Paired t-tests will be run to compare means across clusters and within clusters. However, given the time trend and clustering effects, we proceed to adjust for different observation periods and for clustering in the data by fitting an appropriate generalised linear mixed model or using generalised estimating equations. For continuous (and normally distributed) outcomes, we fit a linear model with random effect for cluster and fixed effect for each step; and, for binary outcomes, a logistic regression model with random effect for cluster and fixed effect for each step.

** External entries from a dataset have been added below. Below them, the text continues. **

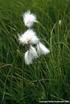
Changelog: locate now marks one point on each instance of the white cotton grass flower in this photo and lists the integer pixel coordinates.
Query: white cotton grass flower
(29, 37)
(29, 19)
(41, 49)
(30, 55)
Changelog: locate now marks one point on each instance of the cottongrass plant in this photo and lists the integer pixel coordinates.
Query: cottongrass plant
(30, 38)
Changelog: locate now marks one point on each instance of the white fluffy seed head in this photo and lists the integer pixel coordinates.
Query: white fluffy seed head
(29, 37)
(30, 55)
(29, 19)
(41, 49)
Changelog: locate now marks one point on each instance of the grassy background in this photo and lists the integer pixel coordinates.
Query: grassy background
(48, 78)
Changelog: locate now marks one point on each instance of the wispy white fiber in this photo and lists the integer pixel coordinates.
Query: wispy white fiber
(29, 19)
(29, 37)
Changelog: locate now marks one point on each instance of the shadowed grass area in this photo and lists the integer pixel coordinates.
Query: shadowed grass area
(48, 78)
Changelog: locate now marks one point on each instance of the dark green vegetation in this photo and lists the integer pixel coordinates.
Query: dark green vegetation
(48, 78)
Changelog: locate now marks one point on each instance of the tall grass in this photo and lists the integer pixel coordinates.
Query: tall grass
(48, 78)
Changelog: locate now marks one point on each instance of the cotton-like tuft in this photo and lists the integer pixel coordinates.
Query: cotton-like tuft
(29, 37)
(41, 49)
(29, 19)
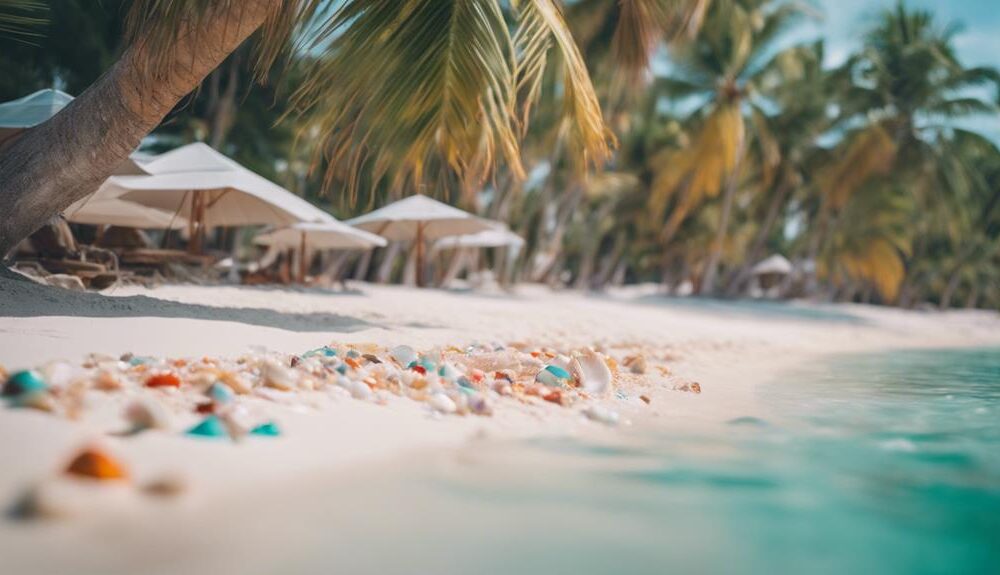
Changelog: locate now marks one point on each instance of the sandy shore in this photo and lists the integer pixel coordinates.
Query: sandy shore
(728, 348)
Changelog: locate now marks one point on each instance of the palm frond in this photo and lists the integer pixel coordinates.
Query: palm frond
(541, 27)
(19, 19)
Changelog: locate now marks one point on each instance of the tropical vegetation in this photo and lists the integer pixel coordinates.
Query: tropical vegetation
(670, 141)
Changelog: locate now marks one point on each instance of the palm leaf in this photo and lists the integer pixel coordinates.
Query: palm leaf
(19, 18)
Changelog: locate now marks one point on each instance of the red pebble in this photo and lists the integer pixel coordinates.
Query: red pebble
(163, 380)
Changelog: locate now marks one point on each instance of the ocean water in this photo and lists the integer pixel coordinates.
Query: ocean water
(884, 463)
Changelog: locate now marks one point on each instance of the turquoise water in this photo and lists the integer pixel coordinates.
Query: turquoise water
(869, 464)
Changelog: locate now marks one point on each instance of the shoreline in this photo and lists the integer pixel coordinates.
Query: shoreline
(730, 354)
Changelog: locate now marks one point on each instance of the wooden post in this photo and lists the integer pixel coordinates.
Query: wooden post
(302, 259)
(420, 254)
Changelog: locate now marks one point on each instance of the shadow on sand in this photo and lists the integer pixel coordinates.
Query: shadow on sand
(20, 297)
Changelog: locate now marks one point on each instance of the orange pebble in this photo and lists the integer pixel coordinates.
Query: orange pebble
(165, 379)
(95, 464)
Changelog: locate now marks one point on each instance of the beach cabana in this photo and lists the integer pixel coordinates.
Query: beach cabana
(122, 213)
(315, 236)
(769, 273)
(18, 115)
(466, 249)
(419, 219)
(498, 237)
(210, 190)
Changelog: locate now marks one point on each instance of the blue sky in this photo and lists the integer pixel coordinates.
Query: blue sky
(844, 23)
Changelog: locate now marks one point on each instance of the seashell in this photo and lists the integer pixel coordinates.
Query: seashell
(635, 363)
(601, 415)
(220, 393)
(210, 427)
(279, 377)
(553, 376)
(143, 415)
(592, 372)
(479, 405)
(442, 403)
(237, 382)
(357, 389)
(403, 355)
(449, 372)
(23, 382)
(163, 379)
(108, 380)
(557, 397)
(269, 429)
(92, 463)
(167, 485)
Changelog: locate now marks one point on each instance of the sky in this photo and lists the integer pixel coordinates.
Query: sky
(844, 23)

The study is envisioned to provide important insight into effectiveness and barriers and facilitators of uptake of CVD prevention at the community and health facility levels in a low income context. The project will utilize both the Green Open Access and Gold Open Access model to disseminate and publish research data. Dissemination workshops and meetings will be organized at the local, national and international platforms. We will use available institutional repository to archive anonymised data. The project is the beginning of a long intervention programme which aim to translate the research findings including tested models into routine implementation.

Trial status

The trial has received both approvals from the Makerere University Higher Degrees Research and Ethics and the Uganda National Council of Science and Technology. Permission to conduct the trial has also been obtained from both districts – Mukono and Buikwe. Currently, a baseline survey is ongoing and intervention start in the first quarter of 2019. The trial is registered with ISRCTN registry, number ISRCTN15848572.